Dandelion and Wood Avens roots
I’ll be honest…I hadn’t actually dug up Dandelion roots yet. Partly because, it’s technically illegal to remove the roots of any plant on public land, so you’d have to have the plant at home to use the roots. Join me and we’ll go foraging for Dandelion and Wood Avens roots.
In his book ‘Forager’ Miles Irving says that Winter is a great time for roots, as they will be full of nutrients to keep them going throughout Winter. He mentions first-year plants are better, which haven’t flowered in Summer. Second-year plants can have woody roots. Apparently Dandelion roots are awesome this time of year. So let’s try them.

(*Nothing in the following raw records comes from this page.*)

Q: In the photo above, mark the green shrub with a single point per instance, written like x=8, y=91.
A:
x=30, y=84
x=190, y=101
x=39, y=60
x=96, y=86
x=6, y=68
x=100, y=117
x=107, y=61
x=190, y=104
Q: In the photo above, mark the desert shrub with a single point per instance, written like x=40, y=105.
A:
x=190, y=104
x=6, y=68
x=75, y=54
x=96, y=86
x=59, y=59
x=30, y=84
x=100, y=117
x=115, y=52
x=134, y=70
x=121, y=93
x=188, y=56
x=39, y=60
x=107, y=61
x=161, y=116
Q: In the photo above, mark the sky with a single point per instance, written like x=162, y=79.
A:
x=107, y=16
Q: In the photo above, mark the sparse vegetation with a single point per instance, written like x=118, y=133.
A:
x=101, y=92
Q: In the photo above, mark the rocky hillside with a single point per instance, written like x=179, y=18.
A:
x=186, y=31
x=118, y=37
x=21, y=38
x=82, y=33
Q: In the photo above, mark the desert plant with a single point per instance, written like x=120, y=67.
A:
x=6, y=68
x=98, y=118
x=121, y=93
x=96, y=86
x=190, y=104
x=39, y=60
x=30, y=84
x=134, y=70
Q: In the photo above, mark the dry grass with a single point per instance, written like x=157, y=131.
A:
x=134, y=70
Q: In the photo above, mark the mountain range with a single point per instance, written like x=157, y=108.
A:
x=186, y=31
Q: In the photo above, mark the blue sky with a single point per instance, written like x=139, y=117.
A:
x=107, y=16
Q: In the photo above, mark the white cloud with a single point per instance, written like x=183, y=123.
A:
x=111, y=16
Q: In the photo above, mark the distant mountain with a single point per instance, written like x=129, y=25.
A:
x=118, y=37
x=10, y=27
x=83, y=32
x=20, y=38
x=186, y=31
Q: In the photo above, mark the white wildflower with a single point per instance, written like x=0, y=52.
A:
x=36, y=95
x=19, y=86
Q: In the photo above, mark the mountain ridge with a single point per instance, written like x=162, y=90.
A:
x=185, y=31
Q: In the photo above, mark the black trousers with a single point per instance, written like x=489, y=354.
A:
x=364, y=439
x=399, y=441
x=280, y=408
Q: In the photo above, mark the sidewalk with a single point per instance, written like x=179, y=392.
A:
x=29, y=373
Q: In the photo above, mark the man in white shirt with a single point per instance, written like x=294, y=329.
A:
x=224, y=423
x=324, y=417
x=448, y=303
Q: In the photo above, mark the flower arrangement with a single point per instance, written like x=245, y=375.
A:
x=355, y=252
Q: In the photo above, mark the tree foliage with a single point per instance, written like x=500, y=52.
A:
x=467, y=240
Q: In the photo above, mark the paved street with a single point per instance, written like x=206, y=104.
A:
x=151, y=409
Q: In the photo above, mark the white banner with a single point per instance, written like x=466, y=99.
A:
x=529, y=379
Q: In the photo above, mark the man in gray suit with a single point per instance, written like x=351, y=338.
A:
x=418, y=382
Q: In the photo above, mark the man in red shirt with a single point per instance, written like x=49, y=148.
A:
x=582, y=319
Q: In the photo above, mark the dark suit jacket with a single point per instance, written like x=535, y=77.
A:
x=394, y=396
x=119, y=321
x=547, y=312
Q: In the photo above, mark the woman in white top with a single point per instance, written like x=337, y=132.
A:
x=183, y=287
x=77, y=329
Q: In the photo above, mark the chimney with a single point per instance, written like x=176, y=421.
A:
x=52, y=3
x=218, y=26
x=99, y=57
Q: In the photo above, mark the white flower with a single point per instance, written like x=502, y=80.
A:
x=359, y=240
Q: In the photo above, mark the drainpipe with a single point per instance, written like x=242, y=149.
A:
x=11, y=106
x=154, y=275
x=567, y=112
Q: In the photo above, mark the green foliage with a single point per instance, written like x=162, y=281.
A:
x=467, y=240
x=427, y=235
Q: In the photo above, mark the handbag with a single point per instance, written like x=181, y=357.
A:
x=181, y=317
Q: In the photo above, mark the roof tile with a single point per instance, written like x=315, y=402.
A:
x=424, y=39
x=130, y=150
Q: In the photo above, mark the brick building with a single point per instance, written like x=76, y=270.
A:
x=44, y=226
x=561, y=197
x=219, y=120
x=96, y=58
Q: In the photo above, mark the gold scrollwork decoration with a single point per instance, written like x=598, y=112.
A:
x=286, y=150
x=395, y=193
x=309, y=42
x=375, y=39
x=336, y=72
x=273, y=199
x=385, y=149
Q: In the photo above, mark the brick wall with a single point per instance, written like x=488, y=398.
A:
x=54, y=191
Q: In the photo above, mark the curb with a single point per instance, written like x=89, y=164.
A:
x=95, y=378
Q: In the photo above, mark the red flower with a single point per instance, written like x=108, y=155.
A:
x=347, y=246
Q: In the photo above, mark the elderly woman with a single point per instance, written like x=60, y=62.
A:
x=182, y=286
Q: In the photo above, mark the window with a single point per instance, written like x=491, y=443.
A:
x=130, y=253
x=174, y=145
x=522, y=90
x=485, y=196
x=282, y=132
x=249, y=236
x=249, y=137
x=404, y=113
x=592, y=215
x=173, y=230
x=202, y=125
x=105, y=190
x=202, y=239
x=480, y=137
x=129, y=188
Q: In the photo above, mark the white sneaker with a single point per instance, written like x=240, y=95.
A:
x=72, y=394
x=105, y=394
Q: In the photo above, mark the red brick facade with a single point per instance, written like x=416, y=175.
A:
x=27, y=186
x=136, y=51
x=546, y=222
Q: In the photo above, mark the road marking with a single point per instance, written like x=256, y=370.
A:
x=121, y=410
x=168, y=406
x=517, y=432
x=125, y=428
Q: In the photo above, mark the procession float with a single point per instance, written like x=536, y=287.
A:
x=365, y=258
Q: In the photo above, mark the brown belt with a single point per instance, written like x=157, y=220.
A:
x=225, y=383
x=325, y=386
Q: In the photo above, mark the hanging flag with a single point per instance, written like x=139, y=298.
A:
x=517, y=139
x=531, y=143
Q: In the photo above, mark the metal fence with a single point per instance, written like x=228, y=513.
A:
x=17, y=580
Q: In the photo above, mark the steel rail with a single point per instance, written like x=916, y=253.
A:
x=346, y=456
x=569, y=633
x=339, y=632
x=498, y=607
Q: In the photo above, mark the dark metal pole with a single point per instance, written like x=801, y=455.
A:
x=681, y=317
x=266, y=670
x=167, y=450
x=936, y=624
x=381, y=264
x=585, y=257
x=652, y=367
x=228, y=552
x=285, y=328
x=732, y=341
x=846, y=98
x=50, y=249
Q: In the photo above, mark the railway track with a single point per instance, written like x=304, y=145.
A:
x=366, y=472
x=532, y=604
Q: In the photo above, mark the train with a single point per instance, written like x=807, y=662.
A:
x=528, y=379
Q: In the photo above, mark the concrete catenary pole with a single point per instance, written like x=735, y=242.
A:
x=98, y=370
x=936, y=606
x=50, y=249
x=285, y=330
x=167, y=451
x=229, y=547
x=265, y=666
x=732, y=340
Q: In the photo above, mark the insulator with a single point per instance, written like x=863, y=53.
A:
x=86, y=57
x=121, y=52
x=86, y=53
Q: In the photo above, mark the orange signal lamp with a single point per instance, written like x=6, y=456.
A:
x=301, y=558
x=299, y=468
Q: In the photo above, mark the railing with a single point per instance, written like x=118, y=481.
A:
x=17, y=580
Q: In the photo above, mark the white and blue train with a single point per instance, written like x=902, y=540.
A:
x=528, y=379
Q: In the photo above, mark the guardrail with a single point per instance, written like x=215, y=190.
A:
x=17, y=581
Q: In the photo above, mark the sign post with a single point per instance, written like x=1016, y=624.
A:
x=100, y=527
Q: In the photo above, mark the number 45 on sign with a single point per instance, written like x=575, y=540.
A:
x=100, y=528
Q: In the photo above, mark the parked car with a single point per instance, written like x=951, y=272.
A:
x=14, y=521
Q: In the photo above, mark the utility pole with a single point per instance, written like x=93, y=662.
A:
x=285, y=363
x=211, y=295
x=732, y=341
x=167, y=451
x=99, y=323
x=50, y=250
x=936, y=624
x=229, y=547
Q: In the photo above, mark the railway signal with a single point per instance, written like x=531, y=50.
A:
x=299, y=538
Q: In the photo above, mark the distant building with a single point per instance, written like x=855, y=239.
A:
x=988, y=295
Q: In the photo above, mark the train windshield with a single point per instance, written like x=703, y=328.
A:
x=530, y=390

As always remember to ‘ask’ nature before you take. E.g. If you’ve got loads of dandelion it’s likely OK to harvest. If not then, think of something else that’s abundant.
Dandelion Root pickle
Adapted from herbco.com
- Sterilized jar
- Chopped, peeled Dandelion root
- Clove roots (Wood Avens)
- Tamari/soy sauce
- Mustard seeds
- Apple cider vinegar (good quality with the ‘mother’)
Put the Dandelion root in the jar, cover with cider vinegar. Mix in all other ingredients. Put a layer of wax paper over the top to prevent any rust. Leave it in the fridge for 3 weeks.
I’ve opened mine up and it worked and is very tasty and tangy! Use it as a small bit of pickle on the side of any plate. You can really taste the garlic and soy sauce. I hope you have had a go foraging for Winter roots Scotland, you know you want to.
Finally, I’d love to hear from you and how you got on, please comment below.
This information is intended as a guide only, I’m assuming you have been on a foraging course with a person, who has taught you how to identify these plants correctly. When you try a new food that you haven’t eaten before try a little first, to see if you react.